Jeudi, l'agence de sécurité israélienne Shin Bet a annoncé que quatre citoyens israéliens avaient été arrêtés en juillet pour des liens présumés avec le Hezbollah, affirmant qu'ils étaient impliqués dans la contrebande d'engins explosifs de fabrication iranienne dans le pays. Le lendemain, les autorités libanaises ont affirmé avoir démantelé «une cellule d'espionnage au service de l'ennemi israélien» en arrêtant deux individus à l'aéroport de Beyrouth.

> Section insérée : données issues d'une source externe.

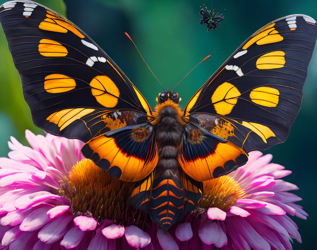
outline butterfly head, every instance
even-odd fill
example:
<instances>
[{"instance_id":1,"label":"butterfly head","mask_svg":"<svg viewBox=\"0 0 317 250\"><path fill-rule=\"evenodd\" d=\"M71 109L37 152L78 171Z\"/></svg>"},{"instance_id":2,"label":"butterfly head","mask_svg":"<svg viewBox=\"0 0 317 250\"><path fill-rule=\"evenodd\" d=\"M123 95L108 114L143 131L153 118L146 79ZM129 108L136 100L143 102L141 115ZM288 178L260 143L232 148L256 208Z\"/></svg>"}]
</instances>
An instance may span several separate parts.
<instances>
[{"instance_id":1,"label":"butterfly head","mask_svg":"<svg viewBox=\"0 0 317 250\"><path fill-rule=\"evenodd\" d=\"M173 102L179 103L182 98L178 96L178 93L166 90L164 92L158 93L158 96L156 97L156 101L159 103L162 103L169 99L171 100Z\"/></svg>"}]
</instances>

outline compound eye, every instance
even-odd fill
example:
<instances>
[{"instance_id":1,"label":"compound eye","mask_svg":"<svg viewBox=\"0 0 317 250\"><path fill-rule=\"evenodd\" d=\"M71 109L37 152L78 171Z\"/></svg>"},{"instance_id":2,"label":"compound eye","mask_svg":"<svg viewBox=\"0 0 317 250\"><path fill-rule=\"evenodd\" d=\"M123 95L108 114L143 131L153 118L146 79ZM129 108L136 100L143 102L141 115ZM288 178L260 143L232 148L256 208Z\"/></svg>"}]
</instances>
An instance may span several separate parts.
<instances>
[{"instance_id":1,"label":"compound eye","mask_svg":"<svg viewBox=\"0 0 317 250\"><path fill-rule=\"evenodd\" d=\"M161 103L165 102L167 99L167 95L166 93L161 93L159 95L159 101Z\"/></svg>"},{"instance_id":2,"label":"compound eye","mask_svg":"<svg viewBox=\"0 0 317 250\"><path fill-rule=\"evenodd\" d=\"M174 93L172 94L172 99L173 100L177 100L177 98L178 98L178 95L177 94L177 93Z\"/></svg>"}]
</instances>

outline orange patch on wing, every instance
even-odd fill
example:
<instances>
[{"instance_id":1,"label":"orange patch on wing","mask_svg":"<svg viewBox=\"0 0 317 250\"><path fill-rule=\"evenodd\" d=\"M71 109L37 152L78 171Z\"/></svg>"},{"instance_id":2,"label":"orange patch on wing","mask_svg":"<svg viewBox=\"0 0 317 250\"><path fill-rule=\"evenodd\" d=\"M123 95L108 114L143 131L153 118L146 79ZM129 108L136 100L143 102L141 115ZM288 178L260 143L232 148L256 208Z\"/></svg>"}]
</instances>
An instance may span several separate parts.
<instances>
[{"instance_id":1,"label":"orange patch on wing","mask_svg":"<svg viewBox=\"0 0 317 250\"><path fill-rule=\"evenodd\" d=\"M247 156L242 149L227 141L218 143L214 152L210 154L190 161L184 158L181 152L178 155L178 161L187 174L196 181L203 181L218 177L217 175L219 173L225 174L226 172L229 172L231 169L226 171L225 164L231 160L235 162L237 158L241 155ZM222 169L220 171L217 168L219 167ZM214 172L216 168L217 170Z\"/></svg>"},{"instance_id":2,"label":"orange patch on wing","mask_svg":"<svg viewBox=\"0 0 317 250\"><path fill-rule=\"evenodd\" d=\"M276 107L278 104L280 92L270 87L257 88L250 93L251 101L255 103L267 107Z\"/></svg>"},{"instance_id":3,"label":"orange patch on wing","mask_svg":"<svg viewBox=\"0 0 317 250\"><path fill-rule=\"evenodd\" d=\"M241 94L235 87L226 82L219 86L211 96L211 102L217 114L230 114Z\"/></svg>"},{"instance_id":4,"label":"orange patch on wing","mask_svg":"<svg viewBox=\"0 0 317 250\"><path fill-rule=\"evenodd\" d=\"M47 19L48 18L46 18L45 20ZM47 21L48 20L41 22L40 25L39 25L39 28L41 30L44 30L59 32L60 33L67 33L67 30L61 26L56 24L54 22L52 22L52 21L53 20L52 20L51 19L48 22Z\"/></svg>"},{"instance_id":5,"label":"orange patch on wing","mask_svg":"<svg viewBox=\"0 0 317 250\"><path fill-rule=\"evenodd\" d=\"M68 51L61 43L50 39L42 39L40 41L39 52L44 56L65 56Z\"/></svg>"},{"instance_id":6,"label":"orange patch on wing","mask_svg":"<svg viewBox=\"0 0 317 250\"><path fill-rule=\"evenodd\" d=\"M284 67L285 53L277 51L267 53L260 56L256 60L256 68L260 69L277 69Z\"/></svg>"},{"instance_id":7,"label":"orange patch on wing","mask_svg":"<svg viewBox=\"0 0 317 250\"><path fill-rule=\"evenodd\" d=\"M283 36L279 34L278 31L274 27L275 25L275 23L273 23L261 30L244 44L242 48L246 49L255 43L258 45L262 45L283 40Z\"/></svg>"},{"instance_id":8,"label":"orange patch on wing","mask_svg":"<svg viewBox=\"0 0 317 250\"><path fill-rule=\"evenodd\" d=\"M113 108L118 103L120 91L110 77L107 76L97 76L89 85L91 87L92 94L103 106Z\"/></svg>"},{"instance_id":9,"label":"orange patch on wing","mask_svg":"<svg viewBox=\"0 0 317 250\"><path fill-rule=\"evenodd\" d=\"M81 38L85 36L77 28L67 22L66 20L60 19L51 11L47 11L48 14L44 21L41 22L39 28L41 30L61 33L67 33L68 30L72 32Z\"/></svg>"},{"instance_id":10,"label":"orange patch on wing","mask_svg":"<svg viewBox=\"0 0 317 250\"><path fill-rule=\"evenodd\" d=\"M140 186L134 188L131 194L131 197L132 197L139 193L150 190L152 186L152 175L150 175L149 176L149 178L145 180ZM140 205L140 206L141 206Z\"/></svg>"},{"instance_id":11,"label":"orange patch on wing","mask_svg":"<svg viewBox=\"0 0 317 250\"><path fill-rule=\"evenodd\" d=\"M251 129L257 135L261 137L265 143L267 143L267 139L271 136L276 136L275 134L268 127L262 125L262 124L255 122L248 122L244 121L242 122L242 123L240 124L242 126Z\"/></svg>"},{"instance_id":12,"label":"orange patch on wing","mask_svg":"<svg viewBox=\"0 0 317 250\"><path fill-rule=\"evenodd\" d=\"M92 109L78 108L68 109L55 112L50 115L46 120L57 124L61 131L72 122L80 119L95 110Z\"/></svg>"},{"instance_id":13,"label":"orange patch on wing","mask_svg":"<svg viewBox=\"0 0 317 250\"><path fill-rule=\"evenodd\" d=\"M76 86L75 80L61 74L47 76L44 81L44 89L49 93L61 93L74 89Z\"/></svg>"},{"instance_id":14,"label":"orange patch on wing","mask_svg":"<svg viewBox=\"0 0 317 250\"><path fill-rule=\"evenodd\" d=\"M107 137L103 135L92 139L86 144L94 153L98 153L100 160L105 159L109 162L108 171L112 171L112 168L119 168L121 175L118 179L126 181L143 180L153 171L158 160L157 150L153 159L146 162L136 156L122 152L117 146L114 138Z\"/></svg>"}]
</instances>

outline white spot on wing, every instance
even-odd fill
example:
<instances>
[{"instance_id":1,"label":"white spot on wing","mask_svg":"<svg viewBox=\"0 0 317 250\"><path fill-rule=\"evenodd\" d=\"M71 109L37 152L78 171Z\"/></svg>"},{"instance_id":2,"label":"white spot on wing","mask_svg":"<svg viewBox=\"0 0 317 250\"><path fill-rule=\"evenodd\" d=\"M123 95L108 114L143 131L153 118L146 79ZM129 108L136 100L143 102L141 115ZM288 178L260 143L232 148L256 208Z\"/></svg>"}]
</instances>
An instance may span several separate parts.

Au début du mois, lors d'une guerre des mots sans précédent depuis 2006, le ministre israélien de la Défense et le secrétaire général du Hezbollah ont menacé de renvoyer le pays de l'autre «à l'âge de pierre».

«Nous faisons face à un scénario de guerre imminente depuis l'été dernier. Ils peuvent aller de l'avant. Nous avons une blague: il n'y a pas d'été tant qu'il n'y a pas de menace de guerre. Quoi qu'il en soit, la situation peut-elle empirer?», a confié Elio Azar, citoyen libanais, à Arab News.

Cette question rhétorique reflète la dure réalité d'un pays appauvri qui n'est pas en mesure de mener une guerre, et encore moins de se remettre de ses ravages inévitables, ce qui risquerait d'attiser la colère populaire contre les élites en place dans le pays.

Une chose est sûre à en juger par le concert de Diab: ceux qui en ont les moyens continueront à manger, boire et faire la fête, vivant dans leur propre Beyrouth, loin de la triste réalité du reste du pays (Photo, AFP).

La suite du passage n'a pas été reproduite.